Ein weiterer Schwerpunkt ist die Einrichtung von Beratungsinitiativen dazu, wie mehr Tierschutz umgesetzt werden kann. Diese unterstützen die Betriebe in der Praxis. Außerdem wird ein Netzwerk aus Demonstrationsbetrieben geschaffen, die bisher noch nicht in der Praxis angewandte innovative Verfahren oder eine Anpassung der Haltungstechnik zur Verbesserung des Tierwohls umsetzen.

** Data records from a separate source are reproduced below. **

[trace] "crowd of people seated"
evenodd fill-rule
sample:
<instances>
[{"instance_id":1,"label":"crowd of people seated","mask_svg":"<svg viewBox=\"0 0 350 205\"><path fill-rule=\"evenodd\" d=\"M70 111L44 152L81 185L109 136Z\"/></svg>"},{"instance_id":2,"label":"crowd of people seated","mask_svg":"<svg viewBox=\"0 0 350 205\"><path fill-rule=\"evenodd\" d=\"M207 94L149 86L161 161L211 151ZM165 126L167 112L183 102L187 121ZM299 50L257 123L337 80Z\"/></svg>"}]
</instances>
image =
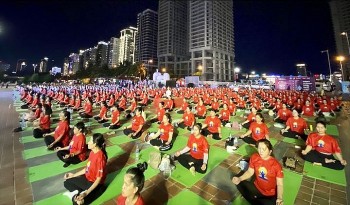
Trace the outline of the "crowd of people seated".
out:
<instances>
[{"instance_id":1,"label":"crowd of people seated","mask_svg":"<svg viewBox=\"0 0 350 205\"><path fill-rule=\"evenodd\" d=\"M89 204L105 190L108 160L105 137L95 133L86 142L87 120L96 120L109 128L108 135L122 128L130 141L140 138L160 152L172 150L176 130L186 129L191 132L188 142L181 150L172 150L174 160L191 174L204 174L210 163L207 139L223 140L223 127L231 126L238 111L246 111L247 116L240 122L246 131L242 130L239 138L256 147L257 153L250 156L248 170L233 177L232 182L251 204L283 204L282 166L272 154L270 139L274 136L265 124L262 114L265 111L270 111L273 121L281 125L283 137L305 142L301 154L306 161L336 170L347 164L338 141L326 134L325 121L316 122L315 132L308 130L305 118L326 119L341 110L337 98L316 93L245 88L234 91L224 87L153 88L142 83L128 87L47 84L21 86L18 90L24 103L21 108L28 109L22 120L33 122L33 137L43 138L47 149L57 152L64 167L88 160L86 168L64 176L66 195L75 204ZM175 98L181 98L180 105L174 103ZM155 115L147 119L145 109L150 109L151 103L156 107ZM51 130L52 113L57 110L61 110L59 122ZM74 126L72 113L77 113L80 120ZM172 119L172 113L182 117ZM122 122L121 117L126 121ZM154 133L145 126L152 123L158 127ZM144 203L140 192L146 169L147 163L141 163L127 171L117 204ZM247 181L251 176L255 176L253 183Z\"/></svg>"}]
</instances>

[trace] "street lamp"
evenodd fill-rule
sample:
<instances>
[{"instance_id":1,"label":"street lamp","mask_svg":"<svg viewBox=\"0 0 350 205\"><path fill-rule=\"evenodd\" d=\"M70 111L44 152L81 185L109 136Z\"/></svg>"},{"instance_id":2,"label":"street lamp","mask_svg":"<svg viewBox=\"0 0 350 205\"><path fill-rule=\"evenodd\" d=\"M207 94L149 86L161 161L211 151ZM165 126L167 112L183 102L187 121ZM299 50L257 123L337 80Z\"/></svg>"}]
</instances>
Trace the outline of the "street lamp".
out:
<instances>
[{"instance_id":1,"label":"street lamp","mask_svg":"<svg viewBox=\"0 0 350 205\"><path fill-rule=\"evenodd\" d=\"M341 76L342 76L342 80L344 81L344 71L343 71L343 64L342 64L342 62L345 60L345 57L344 56L337 56L336 59L337 59L337 61L339 61Z\"/></svg>"},{"instance_id":2,"label":"street lamp","mask_svg":"<svg viewBox=\"0 0 350 205\"><path fill-rule=\"evenodd\" d=\"M38 64L32 64L32 66L33 66L33 71L35 73L35 68L38 66Z\"/></svg>"},{"instance_id":3,"label":"street lamp","mask_svg":"<svg viewBox=\"0 0 350 205\"><path fill-rule=\"evenodd\" d=\"M233 69L233 80L236 81L237 80L237 74L241 71L241 69L239 67L235 67Z\"/></svg>"},{"instance_id":4,"label":"street lamp","mask_svg":"<svg viewBox=\"0 0 350 205\"><path fill-rule=\"evenodd\" d=\"M332 83L332 70L331 70L331 62L329 61L329 51L327 49L327 50L321 51L321 53L327 53L328 69L329 69L329 81Z\"/></svg>"},{"instance_id":5,"label":"street lamp","mask_svg":"<svg viewBox=\"0 0 350 205\"><path fill-rule=\"evenodd\" d=\"M349 36L348 36L348 32L342 32L340 35L345 36L346 37L346 42L348 43L348 54L350 55L350 44L349 44Z\"/></svg>"},{"instance_id":6,"label":"street lamp","mask_svg":"<svg viewBox=\"0 0 350 205\"><path fill-rule=\"evenodd\" d=\"M162 72L163 73L165 73L166 72L166 68L164 67L164 68L162 68Z\"/></svg>"},{"instance_id":7,"label":"street lamp","mask_svg":"<svg viewBox=\"0 0 350 205\"><path fill-rule=\"evenodd\" d=\"M255 75L255 71L250 72L252 75Z\"/></svg>"}]
</instances>

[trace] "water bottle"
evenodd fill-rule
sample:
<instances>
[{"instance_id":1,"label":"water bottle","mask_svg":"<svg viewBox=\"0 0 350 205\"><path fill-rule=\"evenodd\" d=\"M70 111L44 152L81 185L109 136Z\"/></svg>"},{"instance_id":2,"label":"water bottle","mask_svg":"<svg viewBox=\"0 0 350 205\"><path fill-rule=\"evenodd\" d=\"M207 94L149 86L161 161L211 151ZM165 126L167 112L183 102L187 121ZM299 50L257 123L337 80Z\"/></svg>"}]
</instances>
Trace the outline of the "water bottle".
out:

Digitalisierung rettet Tiere
Rehkitze, Junghasen, am Boden brütende Vögel und andere Tiere suchen besonders im Frühjahr Schutz im hohen Gras — ein gefährlicher Ort, wenn Landwirte die Wiesen mähen. Deshalb hat das BMEL das Projekt “Wildretter” gefördert: Drohnen werden dabei mit einer Wärmebildkamera ausgestattet, um Tiere zu orten und vor dem Mähtod zu bewahren. Durch die Forschungsförderung des Ministeriums wurden dazu die Grundlagen entwickelt. Mittlerweile haben zahlreiche Maschinenanbieter Wildretter-Systeme im Programm.